You can also run our web demo locally with

  python demo/main_gradio.py

In the following, we provide some instructions for a quick start.

2. Image-to-Image Generation

Input image-to-image text prompts, and click the "Confirm Text" button. The generation is real-time.

3. Image-to-Video Generation

Input image-to-video text prompts, and click the "Confirm Text" button. Then click the "Generate Video" button and wait for seconds.

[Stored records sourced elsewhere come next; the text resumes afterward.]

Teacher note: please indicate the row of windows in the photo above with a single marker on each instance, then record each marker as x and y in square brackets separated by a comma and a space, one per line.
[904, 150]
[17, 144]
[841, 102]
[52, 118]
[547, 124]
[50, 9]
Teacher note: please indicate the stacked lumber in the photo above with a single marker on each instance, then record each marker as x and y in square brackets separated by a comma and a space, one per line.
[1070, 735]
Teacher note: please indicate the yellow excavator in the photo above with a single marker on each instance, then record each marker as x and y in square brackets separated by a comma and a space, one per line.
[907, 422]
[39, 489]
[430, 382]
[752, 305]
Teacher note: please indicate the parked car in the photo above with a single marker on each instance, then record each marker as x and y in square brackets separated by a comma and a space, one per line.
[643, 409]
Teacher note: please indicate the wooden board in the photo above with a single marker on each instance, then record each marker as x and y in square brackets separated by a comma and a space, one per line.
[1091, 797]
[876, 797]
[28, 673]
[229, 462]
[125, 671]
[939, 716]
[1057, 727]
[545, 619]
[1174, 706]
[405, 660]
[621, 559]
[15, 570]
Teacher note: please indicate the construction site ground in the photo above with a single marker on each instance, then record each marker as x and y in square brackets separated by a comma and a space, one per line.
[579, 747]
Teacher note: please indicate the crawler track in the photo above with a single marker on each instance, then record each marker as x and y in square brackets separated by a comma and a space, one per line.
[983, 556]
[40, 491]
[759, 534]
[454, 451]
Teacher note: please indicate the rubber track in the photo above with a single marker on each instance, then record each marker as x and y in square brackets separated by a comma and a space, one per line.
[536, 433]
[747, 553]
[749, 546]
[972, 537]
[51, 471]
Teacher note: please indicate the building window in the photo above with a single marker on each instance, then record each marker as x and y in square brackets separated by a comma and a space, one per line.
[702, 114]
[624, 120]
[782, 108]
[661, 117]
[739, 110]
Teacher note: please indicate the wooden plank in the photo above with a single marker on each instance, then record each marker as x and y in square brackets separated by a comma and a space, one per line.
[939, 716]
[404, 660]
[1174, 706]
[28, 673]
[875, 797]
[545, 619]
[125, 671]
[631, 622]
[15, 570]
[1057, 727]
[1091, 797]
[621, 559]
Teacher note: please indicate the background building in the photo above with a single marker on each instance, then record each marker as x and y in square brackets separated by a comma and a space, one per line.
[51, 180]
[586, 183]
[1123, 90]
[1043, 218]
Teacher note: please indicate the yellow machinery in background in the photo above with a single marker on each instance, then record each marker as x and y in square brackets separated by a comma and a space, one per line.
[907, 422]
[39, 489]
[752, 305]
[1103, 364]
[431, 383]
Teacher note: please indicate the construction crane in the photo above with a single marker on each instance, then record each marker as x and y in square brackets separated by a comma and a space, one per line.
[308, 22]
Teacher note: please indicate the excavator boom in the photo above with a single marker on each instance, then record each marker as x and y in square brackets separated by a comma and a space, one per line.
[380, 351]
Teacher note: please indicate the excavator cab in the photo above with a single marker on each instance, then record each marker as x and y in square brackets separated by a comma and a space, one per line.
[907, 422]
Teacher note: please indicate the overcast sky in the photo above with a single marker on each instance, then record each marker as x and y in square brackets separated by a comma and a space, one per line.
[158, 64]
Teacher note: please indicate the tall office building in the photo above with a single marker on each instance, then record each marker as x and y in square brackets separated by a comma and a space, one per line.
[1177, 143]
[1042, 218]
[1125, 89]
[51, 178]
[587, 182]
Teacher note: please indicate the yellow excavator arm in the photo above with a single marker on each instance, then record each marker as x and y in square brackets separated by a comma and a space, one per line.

The generated video might not be satisfactory, but you can properly customize the video with multi-modal instructions. For example, draw butterflies to help the model know the location of them.

4. Drag Image

You can also drag images. First, you should choose a proper checkpoint in the "Drag Image" tab and click the "Drag Mode On" button. It will take a few minutes to prepare. Then you can draw masks, add points, and click the "start" button. Once the result is satisfactory, click the "stop" button.

😉 Citation

If the code and paper help your research, please kindly cite:

@article{zhang2024interactivevideo,
      title={InteractiveVideo: User-Centric Controllable Video Generation with Synergistic Multimodal Instructions}, 
      author={Zhang, Yiyuan and Kang, Yuhao and Zhang, Zhixin and Ding, Xiaohan and Zhao, Sanyuan and Yue, Xiangyu},
      year={2024},
      eprint={2402.03040},
      archivePrefix={arXiv},
      primaryClass={cs.CV}
}

🤗 Acknowledgements

Our codebase builds on Stable Diffusion, StreamDiffusion, DragGAN, PTI, and PIA. Thanks the authors for sharing their awesome codebases!

📢 Disclaimer

We develop this repository for RESEARCH purposes, so it can only be used for personal/research/non-commercial purposes.